- Born: Rajeswaran Tanjore Tamil Nadu India
- Occupation: Judge (retired);
- Known for: Jallikattu
- Children: Daughter

= S. Rajeswaran =

Former judge of the Madras High Court

Justice S Rajeswaran is a former judge of the Madras High Court. S. Rajeswaran was directly elevated to the Madras High Court from the panel of Advocates. His native district is Thanjavur, Tamil Nadu. He had headed the Commission of inquiry for the violence in Jallikattu Agitation. He also chaired the PT Lee Chengalvaraya Naickar Trust along with Nine Trustees.
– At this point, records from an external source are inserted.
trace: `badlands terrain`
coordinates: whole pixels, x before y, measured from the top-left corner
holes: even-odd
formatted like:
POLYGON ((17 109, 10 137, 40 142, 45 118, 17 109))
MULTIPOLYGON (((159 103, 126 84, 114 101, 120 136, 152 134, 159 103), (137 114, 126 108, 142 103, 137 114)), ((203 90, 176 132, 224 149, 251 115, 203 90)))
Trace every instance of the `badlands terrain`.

Justice S. Rajeswaran was appointed as the Administrator of Yadava College, Madurai and its Trust Fund.

== Early life ==
Rajeswaran was born in Thanjavur. After he completed his schooling there, he completed his law studies at the Madras Law College. After completing his law studies, he enrolled as an Advocate with the Bar Council of Tamil Nadu and Pondicherry.

== High Court ==
S. Rajeswaran practiced as an Advocate in all fields of law in the Madras High Court. Later, he was directly elevated as a judge of the Madras High Court.

== Important cases ==

=== Mexico Child Case ===
S. Rajeswaran, as a sitting Judge of Madurai Bench of Madras High Court, had dealt with a case involving the custody of a 5-year-old child from Mexico. The father of the child (who was a Mexican working as a professor in a private Educational Institution at Krishnankoil, Tamil Nadu) was charged for murdering the mother of the child and disposed the body in a suitcase. The murder took place as the result of the dispute over the custody of the child. S. Rajeswaran, ordered that the child should be handed over to the Mexican Embassy at New Delhi and then the child should be sent to Mexico and monitored by the Mexican Embassy until it is handed over to the appropriate guardian as ordered by the Mexican court.

== Jallikattu Agitation ==
Following the protests demanding Jallikattu, Madras High Court Judge S. Rajeswaran was appointed by the Government of Tamil Nadu to inquire the violence took place during the protest. Cases were registered against those who took part in the agitation at Madurai. A total of 179 protesters who took part in the protests were charged under various sections of Law. Police have registered cases against 179 protesters, out of 179 protesters, 64 were from Alanganallur, 54 protesters in the Sellur protest, 34 in the Perungkudi protest and 27 in the Tilakar Thidal protest.

A commission headed by Justice S. Rajeswaran was appointed to inquire into the incidents of violence. The names of the 179 people in the cases are not just from Madurai. At most, young people studying and working in 20 districts came here and took part in the Protest. They were unable to attend the ongoing trial in every court. Only if all 179 people gather for the trial then only the trial will continue. But it seems impossible to gather all of them at a single place for the trial. They have had to travel long distances and time for the end of the cases.